Buddhismo nel quotidiano

Secondo il buddhismo, per conseguire il Risveglio bisogna innanzitutto liberarsi dai veleni mentali, cominciando dai più grossolani. Per questo alcune persone preferiscono prendere i voti della vita monastica, dedicata alla rinuncia delle cose mondane di tutti i giorni. Sul piano pratico i voti monastici liberano da una parte dei legami. Le monache e i monaci che possono staccarsi dalla vita mondana non devono preoccuparsi dell’opinione degli altri. Si vestono con poca spesa e i loro bisogni materiali si riducono al minimo.

Quando si è laici, invece, si è prigionieri, che lo si voglia o no, di un certo numero di preoccupazioni sociali. Prima tra tutte quelle verso quell’aggregato che si chiama famiglia. Le nostre spese sono molto più ingenti che se fossimo soli; e più si spende e più si deve lavorare, calcolare e progettare.
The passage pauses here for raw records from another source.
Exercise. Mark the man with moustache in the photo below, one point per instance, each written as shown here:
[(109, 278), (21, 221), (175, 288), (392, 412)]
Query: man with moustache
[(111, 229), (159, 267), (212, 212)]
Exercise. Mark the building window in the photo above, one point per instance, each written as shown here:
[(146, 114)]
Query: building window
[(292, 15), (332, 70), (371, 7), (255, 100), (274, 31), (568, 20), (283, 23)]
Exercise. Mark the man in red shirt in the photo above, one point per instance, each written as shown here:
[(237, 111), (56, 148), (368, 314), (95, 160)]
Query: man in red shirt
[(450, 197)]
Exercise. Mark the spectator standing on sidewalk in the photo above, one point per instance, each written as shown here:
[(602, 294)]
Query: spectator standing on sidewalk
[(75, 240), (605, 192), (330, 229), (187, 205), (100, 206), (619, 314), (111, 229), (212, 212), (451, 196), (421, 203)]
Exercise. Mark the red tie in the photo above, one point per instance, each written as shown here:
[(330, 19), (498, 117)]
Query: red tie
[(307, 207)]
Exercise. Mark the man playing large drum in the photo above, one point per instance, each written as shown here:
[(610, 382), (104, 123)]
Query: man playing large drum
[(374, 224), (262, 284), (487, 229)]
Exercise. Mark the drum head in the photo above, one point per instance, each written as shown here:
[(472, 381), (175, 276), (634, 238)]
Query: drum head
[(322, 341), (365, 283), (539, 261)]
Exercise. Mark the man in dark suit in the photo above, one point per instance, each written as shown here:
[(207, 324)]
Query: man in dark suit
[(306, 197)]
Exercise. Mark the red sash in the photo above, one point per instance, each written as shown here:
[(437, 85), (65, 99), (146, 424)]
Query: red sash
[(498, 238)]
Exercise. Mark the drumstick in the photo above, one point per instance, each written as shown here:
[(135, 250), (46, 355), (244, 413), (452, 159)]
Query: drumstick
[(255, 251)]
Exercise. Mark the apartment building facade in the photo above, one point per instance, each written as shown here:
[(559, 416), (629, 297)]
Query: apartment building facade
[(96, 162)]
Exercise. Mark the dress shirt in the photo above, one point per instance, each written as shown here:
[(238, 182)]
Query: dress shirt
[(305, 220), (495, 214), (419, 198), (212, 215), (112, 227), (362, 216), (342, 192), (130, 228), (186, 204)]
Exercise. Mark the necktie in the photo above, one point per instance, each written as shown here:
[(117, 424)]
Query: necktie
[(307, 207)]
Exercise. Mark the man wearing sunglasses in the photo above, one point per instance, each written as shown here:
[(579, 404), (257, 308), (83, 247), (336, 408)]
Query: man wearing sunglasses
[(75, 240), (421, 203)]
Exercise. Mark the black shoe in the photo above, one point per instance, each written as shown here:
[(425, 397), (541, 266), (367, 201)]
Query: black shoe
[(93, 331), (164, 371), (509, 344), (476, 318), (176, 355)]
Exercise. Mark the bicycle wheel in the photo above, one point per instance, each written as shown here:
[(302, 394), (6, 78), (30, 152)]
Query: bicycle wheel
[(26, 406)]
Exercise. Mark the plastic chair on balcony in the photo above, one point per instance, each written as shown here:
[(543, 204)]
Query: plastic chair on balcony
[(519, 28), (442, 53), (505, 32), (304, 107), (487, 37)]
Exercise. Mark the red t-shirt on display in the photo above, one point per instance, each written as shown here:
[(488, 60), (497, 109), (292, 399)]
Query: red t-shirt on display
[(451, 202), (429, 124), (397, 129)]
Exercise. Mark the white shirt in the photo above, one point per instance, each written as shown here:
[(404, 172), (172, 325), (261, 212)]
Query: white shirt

Più si lavora e si fanno progetti, più ci si imbatte in forze avverse e più si è tentati di intraprendere delle azioni che danneggiano gli altri. In questo ambiente ci si trova –ogni giorno- a dover fare cose che sono essenziali per la propria esistenza e per quella delle persone che ci sono accanto.

Ben diversa è la vita monastica, dove non esistono responsabilità verso altri –almeno non dirette- e dove si deve solo badare alla propria crescita interiore. I monaci, però, sono in quantità molto inferiore dei laici…  e noi ci troviamo in questo secondo insieme, naviganti nel samsara…

Come viviamo il Buddhismo quotidianamente?

Come viviamo il “Buddhismo del quotidiano”?

La nostra vita laica è coerente con il Dhamma?

Riusciamo ad essere presenti e consapevoli degli scostamenti? 

Quali mezzi abili utilizziamo per ridurre il gap tra il Buddhismo del quotidiano ed il Dhamma?